A graph is connected if, for each vertex in the graph, there is a path to every other vertex in the graph. In a directed graph, this is sometimes called strongly connected. A directed graph is weakly connected if its undirected equivalent is connected.
A breadth-first search would find the path [A, D, G].
Dijkstra’s algorithm would find the path [A, C, D, E, G]. This is different from breadth-first search because the sum of the weights of this path is less than the sum of the weights of the path with the fewest edges.
There are many valid sequences that may result from the topological sort. Here are a two possible outcomes:
[A, B, F, C, D, E, G]
[A, C, B, F, D, E, G]
A minimum spanning tree is a set of edges from a connected, weighted, undirected graph that connects all of the vertices together, without any cycles, and with the minimum possible total edge weight. In this particular graph, the minimum spanning tree would include the edges {(D,E), (D,C), (E,G), (D,F), (F,B), (B,A)} for a total cost of 14.

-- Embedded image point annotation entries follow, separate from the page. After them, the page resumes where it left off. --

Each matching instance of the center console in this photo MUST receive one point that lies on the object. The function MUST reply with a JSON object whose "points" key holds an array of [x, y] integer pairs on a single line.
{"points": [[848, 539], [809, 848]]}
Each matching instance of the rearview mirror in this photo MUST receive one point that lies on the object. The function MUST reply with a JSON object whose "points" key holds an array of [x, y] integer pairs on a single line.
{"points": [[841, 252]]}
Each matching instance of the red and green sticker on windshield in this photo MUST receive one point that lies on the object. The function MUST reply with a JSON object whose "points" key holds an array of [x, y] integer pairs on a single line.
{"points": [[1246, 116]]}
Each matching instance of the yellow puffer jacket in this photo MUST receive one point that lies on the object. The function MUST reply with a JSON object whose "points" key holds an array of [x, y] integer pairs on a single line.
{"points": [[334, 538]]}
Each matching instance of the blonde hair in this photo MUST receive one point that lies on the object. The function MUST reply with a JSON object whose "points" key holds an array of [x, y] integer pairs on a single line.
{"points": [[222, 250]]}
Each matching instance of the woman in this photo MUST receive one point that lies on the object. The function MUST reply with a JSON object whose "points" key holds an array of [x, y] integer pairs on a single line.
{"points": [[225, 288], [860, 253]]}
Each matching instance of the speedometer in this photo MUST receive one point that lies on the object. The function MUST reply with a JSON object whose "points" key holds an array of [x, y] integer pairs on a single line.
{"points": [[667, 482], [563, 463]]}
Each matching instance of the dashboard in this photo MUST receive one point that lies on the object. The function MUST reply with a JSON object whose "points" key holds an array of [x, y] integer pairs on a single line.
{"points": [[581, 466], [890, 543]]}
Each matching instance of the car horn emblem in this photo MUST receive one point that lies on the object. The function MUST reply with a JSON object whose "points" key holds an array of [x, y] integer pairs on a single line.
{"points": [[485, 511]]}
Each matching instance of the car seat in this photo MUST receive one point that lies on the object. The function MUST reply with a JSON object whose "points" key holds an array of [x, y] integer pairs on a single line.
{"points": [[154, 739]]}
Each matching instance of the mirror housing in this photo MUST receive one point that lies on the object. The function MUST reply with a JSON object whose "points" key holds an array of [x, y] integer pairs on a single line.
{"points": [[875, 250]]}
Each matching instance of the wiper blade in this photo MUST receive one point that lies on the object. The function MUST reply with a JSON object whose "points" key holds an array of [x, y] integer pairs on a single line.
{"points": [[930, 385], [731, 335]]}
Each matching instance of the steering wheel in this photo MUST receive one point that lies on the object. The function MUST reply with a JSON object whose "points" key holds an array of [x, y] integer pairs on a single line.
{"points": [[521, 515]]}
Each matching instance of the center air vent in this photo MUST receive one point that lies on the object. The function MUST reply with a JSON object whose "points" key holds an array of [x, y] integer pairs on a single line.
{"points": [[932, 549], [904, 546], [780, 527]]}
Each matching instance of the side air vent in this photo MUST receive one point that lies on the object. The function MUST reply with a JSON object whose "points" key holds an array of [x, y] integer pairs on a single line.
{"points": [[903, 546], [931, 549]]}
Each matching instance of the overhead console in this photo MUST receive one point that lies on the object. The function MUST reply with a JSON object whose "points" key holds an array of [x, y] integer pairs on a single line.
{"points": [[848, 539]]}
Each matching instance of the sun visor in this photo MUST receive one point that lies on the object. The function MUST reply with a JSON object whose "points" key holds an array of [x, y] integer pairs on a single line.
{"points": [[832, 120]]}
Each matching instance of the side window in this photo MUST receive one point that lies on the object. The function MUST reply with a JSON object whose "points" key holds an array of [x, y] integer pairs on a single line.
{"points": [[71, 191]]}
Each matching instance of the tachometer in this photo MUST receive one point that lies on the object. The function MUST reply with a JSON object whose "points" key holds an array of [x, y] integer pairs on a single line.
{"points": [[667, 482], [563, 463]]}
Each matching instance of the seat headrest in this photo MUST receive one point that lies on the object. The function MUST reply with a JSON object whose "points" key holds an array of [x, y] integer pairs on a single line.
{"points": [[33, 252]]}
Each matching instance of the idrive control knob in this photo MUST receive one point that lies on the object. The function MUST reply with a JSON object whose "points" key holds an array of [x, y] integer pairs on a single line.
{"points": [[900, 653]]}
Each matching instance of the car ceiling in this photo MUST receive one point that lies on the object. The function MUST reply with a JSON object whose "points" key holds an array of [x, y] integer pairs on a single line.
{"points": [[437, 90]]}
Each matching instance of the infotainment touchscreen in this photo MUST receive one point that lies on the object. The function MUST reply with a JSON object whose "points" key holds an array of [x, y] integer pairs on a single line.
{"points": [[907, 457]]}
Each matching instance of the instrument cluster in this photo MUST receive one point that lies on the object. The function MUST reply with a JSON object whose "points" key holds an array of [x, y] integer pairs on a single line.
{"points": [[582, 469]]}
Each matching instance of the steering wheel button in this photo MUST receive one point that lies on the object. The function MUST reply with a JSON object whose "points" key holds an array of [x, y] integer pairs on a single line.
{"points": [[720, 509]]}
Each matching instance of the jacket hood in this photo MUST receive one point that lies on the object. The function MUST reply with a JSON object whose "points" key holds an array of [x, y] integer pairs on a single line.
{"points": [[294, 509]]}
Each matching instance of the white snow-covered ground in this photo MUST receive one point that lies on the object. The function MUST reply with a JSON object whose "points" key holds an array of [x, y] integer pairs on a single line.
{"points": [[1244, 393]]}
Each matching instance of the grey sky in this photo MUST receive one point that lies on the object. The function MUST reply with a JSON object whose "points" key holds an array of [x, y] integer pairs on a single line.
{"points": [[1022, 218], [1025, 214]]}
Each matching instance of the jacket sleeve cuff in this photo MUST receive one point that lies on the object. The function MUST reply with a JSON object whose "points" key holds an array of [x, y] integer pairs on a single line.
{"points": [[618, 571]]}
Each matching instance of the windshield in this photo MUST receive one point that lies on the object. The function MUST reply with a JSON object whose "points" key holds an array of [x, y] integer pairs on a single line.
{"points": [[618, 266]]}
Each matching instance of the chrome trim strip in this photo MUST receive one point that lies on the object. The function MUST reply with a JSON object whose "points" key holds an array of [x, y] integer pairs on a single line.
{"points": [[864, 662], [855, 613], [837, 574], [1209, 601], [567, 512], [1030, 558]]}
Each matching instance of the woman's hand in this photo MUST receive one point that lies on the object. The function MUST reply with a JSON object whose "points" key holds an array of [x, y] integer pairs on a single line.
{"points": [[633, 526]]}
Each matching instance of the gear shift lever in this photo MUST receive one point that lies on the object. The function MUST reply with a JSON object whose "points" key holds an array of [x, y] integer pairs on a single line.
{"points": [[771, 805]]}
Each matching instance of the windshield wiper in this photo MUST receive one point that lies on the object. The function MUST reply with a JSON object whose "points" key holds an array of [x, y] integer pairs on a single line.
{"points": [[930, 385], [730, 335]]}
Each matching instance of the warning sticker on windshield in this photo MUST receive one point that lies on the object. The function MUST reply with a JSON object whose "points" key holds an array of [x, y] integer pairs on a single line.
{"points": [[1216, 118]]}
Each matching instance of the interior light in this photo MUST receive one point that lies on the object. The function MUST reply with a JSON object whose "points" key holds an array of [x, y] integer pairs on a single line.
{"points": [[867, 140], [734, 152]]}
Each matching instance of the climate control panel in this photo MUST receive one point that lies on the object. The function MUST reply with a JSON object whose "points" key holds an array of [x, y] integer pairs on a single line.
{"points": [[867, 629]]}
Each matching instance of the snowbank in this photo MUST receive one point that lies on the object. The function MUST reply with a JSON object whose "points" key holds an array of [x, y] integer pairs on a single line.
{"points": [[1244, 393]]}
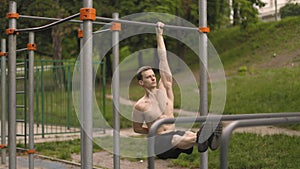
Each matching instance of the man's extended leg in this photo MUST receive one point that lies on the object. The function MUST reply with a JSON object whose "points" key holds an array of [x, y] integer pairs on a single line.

The worst-case time complexity for adding an edge to the graph is \(O(1)\); the only action necessary is indexing into an array.
The worst-case time complexity to find all edges in the graph is \(O(|V|^2)\), since we have to look at every cell in the matrix to find all of the edges.
The worst-case time complexity of determining a vertex’s out degree is \(O(|V|)\), since we must examine each vertex individually to determine if an edge exists to it.
The complexity of this copy is \(O(|V|^2)\), proportional to the number of elements copied from the old matrix.
The addVertex routine can instead copy into a matrix of size \(O((2|V|)^2)\) similar to how an ArrayList might double its own capacity. This operation would involve copying \(O(|V|^2)\) elements but it would be less common to do so. In particular, assuming a starting capacity of 2 (and thus a 2x2 matrix), this doubling strategy would yield the following numbers of copies for each call to addVertex: \(0, 0, 2^2, 0, 4^2, 0, 0, 0, 8^2, 0, 0, 0, 0, 0, 0, 0, 16^2, \ldots\). This is less than \(\sum\limits_{i=1}^{\log_2 n} (2^i)^2 = \dfrac{4}{3}(n^2-1) \in O(n^2)\) copies for \(n\) operations, or amortized \(O(n)\) worst-case time. Intuitively, each matrix copy takes more time than all of the previous copies combined, so \(i\) calls to addVertex will result in less than \(2 \cdot (2^{\lceil\log_2 i\rceil})^2 \leq 4 \cdot i^2\) copies.